Because the DSN doesn't provide the ability to control this boolean (and as it's not part of ConnConfig, but only defined in a bundled function), an environment variable would avoid the situation where people are trying to use an pgx-based application and are otherwise unable to access this setting.
This is the time when we have the opportunity to define a consistent method to control this flag. But I can remove it if you don't like it; this is your project.
I'd prefer to hold off on the environment variable. We can always add it later, but once it's there we can't remove it.
OK, I've removed the environment variable reference.
@nicois
There is still the race condition mentioned above.
But there is one other thing that needs to be figured out that was brought to my attention by #2089. EnumCodec
has mutable state. The Type
and Codec
interfaces require that they are not modified after registration, but I suppose it is unclear whether they should be able to modify themselves.
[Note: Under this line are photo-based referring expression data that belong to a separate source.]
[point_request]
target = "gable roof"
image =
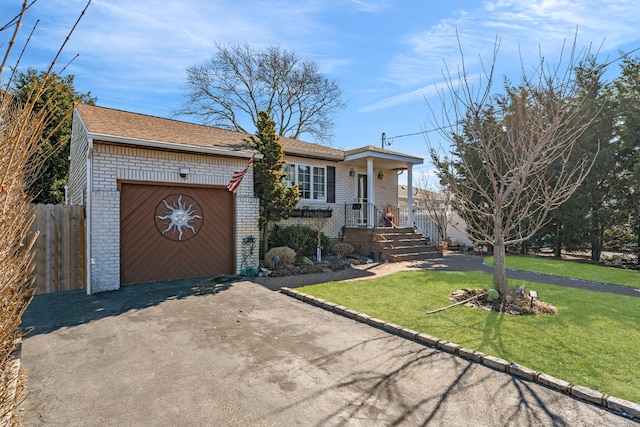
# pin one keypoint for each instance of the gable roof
(120, 126)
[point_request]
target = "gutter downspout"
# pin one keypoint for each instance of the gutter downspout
(410, 194)
(371, 195)
(88, 215)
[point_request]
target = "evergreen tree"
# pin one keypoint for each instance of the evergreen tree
(277, 199)
(628, 137)
(581, 221)
(58, 98)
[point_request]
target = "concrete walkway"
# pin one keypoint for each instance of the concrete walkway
(215, 353)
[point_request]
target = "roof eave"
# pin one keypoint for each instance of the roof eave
(386, 156)
(313, 154)
(163, 145)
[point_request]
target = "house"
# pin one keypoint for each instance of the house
(158, 206)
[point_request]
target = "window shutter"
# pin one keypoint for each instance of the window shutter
(331, 184)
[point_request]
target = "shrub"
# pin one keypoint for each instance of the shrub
(342, 249)
(301, 238)
(285, 255)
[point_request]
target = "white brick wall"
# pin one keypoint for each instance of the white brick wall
(112, 163)
(386, 191)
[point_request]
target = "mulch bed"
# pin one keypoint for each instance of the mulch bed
(512, 304)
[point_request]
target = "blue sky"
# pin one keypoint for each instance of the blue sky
(387, 55)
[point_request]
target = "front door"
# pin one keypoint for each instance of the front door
(362, 198)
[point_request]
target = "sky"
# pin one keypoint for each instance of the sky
(388, 56)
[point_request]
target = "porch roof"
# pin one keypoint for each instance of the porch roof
(383, 159)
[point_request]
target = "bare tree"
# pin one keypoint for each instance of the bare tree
(238, 82)
(512, 159)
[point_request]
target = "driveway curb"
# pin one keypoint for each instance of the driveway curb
(622, 407)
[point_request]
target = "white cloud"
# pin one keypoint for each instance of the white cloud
(525, 29)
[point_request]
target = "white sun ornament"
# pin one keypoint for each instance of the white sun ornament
(179, 217)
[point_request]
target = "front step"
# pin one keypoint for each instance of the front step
(403, 245)
(414, 256)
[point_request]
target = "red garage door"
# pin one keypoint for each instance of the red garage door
(171, 232)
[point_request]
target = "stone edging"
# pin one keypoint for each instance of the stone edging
(13, 374)
(622, 407)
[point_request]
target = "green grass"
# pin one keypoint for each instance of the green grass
(593, 340)
(576, 270)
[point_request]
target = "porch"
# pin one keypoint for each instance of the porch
(390, 233)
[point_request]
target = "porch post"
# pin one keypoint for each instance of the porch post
(410, 193)
(370, 194)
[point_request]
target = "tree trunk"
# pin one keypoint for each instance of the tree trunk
(264, 244)
(596, 238)
(558, 248)
(499, 261)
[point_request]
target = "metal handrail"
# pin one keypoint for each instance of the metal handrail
(425, 225)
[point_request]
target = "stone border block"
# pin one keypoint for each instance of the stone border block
(363, 318)
(339, 309)
(496, 363)
(554, 383)
(351, 314)
(375, 322)
(393, 328)
(467, 353)
(585, 393)
(408, 333)
(625, 407)
(427, 339)
(448, 347)
(522, 372)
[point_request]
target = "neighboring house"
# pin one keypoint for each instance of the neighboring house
(158, 207)
(422, 201)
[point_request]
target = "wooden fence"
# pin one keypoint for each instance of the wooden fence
(60, 248)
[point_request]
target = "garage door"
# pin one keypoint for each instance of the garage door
(170, 232)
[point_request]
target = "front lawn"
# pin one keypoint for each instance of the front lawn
(593, 340)
(576, 270)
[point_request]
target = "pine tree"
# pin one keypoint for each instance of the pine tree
(277, 199)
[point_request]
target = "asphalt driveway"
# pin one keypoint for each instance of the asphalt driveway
(237, 354)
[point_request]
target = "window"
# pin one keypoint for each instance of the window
(290, 174)
(318, 183)
(310, 180)
(304, 181)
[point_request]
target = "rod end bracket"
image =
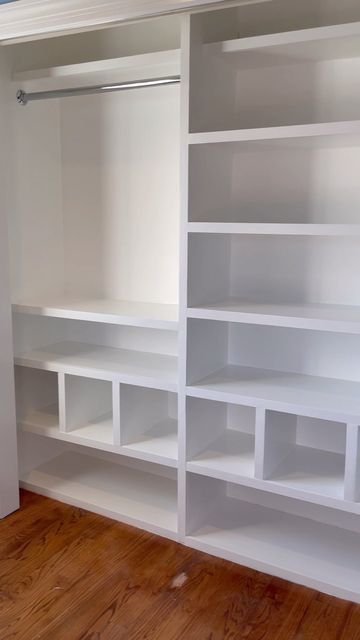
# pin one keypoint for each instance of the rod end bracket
(21, 97)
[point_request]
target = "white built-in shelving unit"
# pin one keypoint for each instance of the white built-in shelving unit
(224, 415)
EnumCodec
modifies itself, so it would not be safe to share between multiple connections. Not sure what the best solution is here.
I'll take a look at that race condition. I didn't notice your comment, sorry.
Relating to state mutation: if types and codecs shouldn't be mutated, should they have a Copy()
member which produces an equivalent object with a separate internal state? If so, we could then iterate over these items using this method to generate copies for the new connection.
Potentially Copy()
could return a pointer to itself, if the type/codec is one which is safe to reuse.
Relating to state mutation: if types and codecs shouldn't be mutated, should they have a Copy() member which produces an equivalent object with a separate internal state? If so, we could then iterate over these items using this method to generate copies for the new connection.
Seems reasonable.
Potentially Copy() could return a pointer to itself, if the type/codec is one which is safe to reuse.
I would make it an optional additional interface a Codec
could also implement. So it would be assumed safe to use concurrently if it was not implemented.
Provide some backwards-compatible configuration options for pgxpool which streamlines the use of the bulk loading of custom types:
ReuseTypeMaps is disabled by default as in some situations, a connection string might resolve to a pool of servers which do not share the same type name -> OID mapping.